American chef and food writer (born 1985)

Alison E. Roman (born September 1, 1985) is an American food writer, chef, and internet personality. She is best known for her viral recipes, such as #TheStew and #TheCookies, which were widely shared on social media platforms. Roman has held senior positions at Bon Appétit and Buzzfeed Food, and served as a columnist for New York Times Cooking. Roman is the author of several cookbooks, including the New York Times Bestseller Nothing Fancy (2019).

== Early life and education ==
Roman was born September 1, 1985, and raised in Los Angeles, California, in the San Fernando Valley area. She withdrew from the University of California, Santa Cruz, at the age of 19, where she was studying creative writing, to pursue a career in the food industry, eventually working as a chef at Sona in Los Angeles, Quince in San Francisco, Milk Bar in New York City and Pies ‘n’ Thighs in Brooklyn.

== Career ==

=== Bon Appétit and early career (2011–2018) ===
Roman began as a freelance recipe-tester at Bon Appétit in 2011 soon after the magazine had come under the leadership of editor-in-chief Adam Rapoport.

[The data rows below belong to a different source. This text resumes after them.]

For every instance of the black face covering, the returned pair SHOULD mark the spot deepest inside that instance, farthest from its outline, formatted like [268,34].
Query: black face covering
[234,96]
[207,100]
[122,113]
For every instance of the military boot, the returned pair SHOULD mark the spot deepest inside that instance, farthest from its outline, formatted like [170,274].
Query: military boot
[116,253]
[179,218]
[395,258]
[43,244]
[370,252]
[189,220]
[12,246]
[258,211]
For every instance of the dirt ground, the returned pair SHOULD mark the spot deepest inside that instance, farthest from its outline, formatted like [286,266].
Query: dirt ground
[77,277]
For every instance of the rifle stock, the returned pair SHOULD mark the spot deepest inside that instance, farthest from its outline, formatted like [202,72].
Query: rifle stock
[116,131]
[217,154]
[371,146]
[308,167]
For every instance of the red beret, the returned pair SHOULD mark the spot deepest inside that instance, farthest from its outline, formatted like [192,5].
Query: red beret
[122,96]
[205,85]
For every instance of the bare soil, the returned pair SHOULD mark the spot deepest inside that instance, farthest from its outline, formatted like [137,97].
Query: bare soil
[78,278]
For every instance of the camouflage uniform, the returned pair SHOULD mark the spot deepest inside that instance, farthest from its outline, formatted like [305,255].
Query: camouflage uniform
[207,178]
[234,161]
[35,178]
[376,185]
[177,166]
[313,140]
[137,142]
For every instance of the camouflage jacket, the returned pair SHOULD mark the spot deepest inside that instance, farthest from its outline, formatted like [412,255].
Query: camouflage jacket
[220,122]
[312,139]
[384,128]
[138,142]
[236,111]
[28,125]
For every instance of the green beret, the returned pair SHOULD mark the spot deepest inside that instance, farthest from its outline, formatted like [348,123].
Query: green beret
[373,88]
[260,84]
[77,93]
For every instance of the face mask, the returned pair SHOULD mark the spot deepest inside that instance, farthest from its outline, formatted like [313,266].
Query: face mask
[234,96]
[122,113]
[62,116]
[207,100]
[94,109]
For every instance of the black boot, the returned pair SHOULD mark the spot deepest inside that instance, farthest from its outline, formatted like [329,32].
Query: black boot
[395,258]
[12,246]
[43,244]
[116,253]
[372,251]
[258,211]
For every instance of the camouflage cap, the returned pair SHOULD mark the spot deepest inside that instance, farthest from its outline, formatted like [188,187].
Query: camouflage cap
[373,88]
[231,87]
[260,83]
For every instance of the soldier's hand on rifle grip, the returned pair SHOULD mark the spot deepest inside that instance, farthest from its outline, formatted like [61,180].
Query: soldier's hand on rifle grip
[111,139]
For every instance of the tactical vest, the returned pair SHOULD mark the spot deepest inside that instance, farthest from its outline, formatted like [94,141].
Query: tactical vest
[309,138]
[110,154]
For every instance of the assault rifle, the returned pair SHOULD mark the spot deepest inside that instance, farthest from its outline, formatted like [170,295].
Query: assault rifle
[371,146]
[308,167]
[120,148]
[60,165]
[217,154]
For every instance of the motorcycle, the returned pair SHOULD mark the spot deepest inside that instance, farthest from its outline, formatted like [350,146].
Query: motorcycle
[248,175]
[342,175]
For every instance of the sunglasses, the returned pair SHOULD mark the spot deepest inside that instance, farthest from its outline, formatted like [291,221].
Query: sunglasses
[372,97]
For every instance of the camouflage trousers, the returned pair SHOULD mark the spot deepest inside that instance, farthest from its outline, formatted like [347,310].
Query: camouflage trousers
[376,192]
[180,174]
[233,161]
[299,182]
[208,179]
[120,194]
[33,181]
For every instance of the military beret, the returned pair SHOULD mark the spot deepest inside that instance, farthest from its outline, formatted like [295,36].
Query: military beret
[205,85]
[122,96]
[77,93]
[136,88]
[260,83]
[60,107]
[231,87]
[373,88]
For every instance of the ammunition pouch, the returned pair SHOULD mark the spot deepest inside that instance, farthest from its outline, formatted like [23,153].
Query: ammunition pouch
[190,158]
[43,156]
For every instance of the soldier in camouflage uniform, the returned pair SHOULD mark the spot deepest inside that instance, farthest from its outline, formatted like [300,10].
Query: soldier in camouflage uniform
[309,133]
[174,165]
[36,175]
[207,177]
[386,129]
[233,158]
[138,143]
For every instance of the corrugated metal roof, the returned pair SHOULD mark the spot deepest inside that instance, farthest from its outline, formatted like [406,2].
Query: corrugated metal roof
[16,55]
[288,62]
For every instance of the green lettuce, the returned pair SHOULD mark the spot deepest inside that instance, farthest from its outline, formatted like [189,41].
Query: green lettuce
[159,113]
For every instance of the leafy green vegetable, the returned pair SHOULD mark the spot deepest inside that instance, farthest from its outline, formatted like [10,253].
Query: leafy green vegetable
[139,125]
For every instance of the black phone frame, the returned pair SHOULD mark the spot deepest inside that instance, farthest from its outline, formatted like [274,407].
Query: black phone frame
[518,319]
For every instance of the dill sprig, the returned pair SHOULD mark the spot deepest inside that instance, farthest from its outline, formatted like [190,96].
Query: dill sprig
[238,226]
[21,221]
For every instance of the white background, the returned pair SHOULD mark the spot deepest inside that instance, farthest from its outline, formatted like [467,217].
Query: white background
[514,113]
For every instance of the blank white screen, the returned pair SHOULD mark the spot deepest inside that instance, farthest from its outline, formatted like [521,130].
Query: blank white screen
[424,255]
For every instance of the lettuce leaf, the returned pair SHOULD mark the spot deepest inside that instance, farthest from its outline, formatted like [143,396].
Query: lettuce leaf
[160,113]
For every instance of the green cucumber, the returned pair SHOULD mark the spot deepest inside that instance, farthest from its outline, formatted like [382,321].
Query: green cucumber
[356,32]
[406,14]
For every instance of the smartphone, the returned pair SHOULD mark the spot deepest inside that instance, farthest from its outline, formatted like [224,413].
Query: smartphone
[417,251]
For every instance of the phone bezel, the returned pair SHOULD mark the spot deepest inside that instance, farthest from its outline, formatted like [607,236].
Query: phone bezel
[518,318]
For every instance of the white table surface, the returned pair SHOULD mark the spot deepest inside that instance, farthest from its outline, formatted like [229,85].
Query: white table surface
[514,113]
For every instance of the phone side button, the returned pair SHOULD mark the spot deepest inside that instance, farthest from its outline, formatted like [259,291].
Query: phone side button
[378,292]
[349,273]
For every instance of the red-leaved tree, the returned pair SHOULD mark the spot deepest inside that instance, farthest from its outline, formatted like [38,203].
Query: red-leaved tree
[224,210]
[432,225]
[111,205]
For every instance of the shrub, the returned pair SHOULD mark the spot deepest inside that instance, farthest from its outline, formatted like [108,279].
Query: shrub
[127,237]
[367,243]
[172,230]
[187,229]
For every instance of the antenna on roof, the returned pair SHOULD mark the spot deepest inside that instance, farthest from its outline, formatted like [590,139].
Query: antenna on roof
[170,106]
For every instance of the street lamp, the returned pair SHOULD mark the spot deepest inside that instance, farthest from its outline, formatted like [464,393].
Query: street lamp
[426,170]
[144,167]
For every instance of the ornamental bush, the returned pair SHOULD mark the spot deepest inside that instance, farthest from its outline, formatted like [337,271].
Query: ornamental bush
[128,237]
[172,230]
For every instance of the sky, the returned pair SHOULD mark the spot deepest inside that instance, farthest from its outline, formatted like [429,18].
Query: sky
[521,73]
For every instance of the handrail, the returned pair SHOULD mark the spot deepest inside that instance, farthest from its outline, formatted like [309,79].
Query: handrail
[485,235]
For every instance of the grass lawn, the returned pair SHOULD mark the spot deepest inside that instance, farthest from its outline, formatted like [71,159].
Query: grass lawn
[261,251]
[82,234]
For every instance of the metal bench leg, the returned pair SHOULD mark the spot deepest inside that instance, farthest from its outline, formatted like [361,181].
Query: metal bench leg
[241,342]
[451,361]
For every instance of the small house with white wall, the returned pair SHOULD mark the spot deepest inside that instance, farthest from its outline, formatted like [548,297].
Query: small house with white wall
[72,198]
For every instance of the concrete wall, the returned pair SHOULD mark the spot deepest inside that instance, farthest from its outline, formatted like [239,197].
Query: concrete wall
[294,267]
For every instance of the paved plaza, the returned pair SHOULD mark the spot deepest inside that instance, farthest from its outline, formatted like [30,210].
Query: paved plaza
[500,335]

She quickly gained a full-time position at the magazine and eventually became a senior food editor. Roman appeared prominently in the magazine's videos, articles and social media content. Roman left Bon Appétit in 2015 for a senior role at Buzzfeed Food. Her first cookbook, Dining In, was published by Penguin Random House in 2017.

=== The New York Times, viral recipes and controversy (2018–2020) ===
In early 2018, a cookie recipe Roman developed for Dining In (2017) went viral on Instagram, and became so well-known on the mobile app as to be known simply as #TheCookies. Months later she joined New York Times Cooking as a regular columnist. Her second cookbook, Nothing Fancy (2019), enjoyed commercial and critical success when it was published the following year. The cookbook stresses the value of "unfussy" ingredients and the importance of authenticity when hosting friends and guests. Several of the recipes she developed for the book and The New York Times went viral, including the #TheStew.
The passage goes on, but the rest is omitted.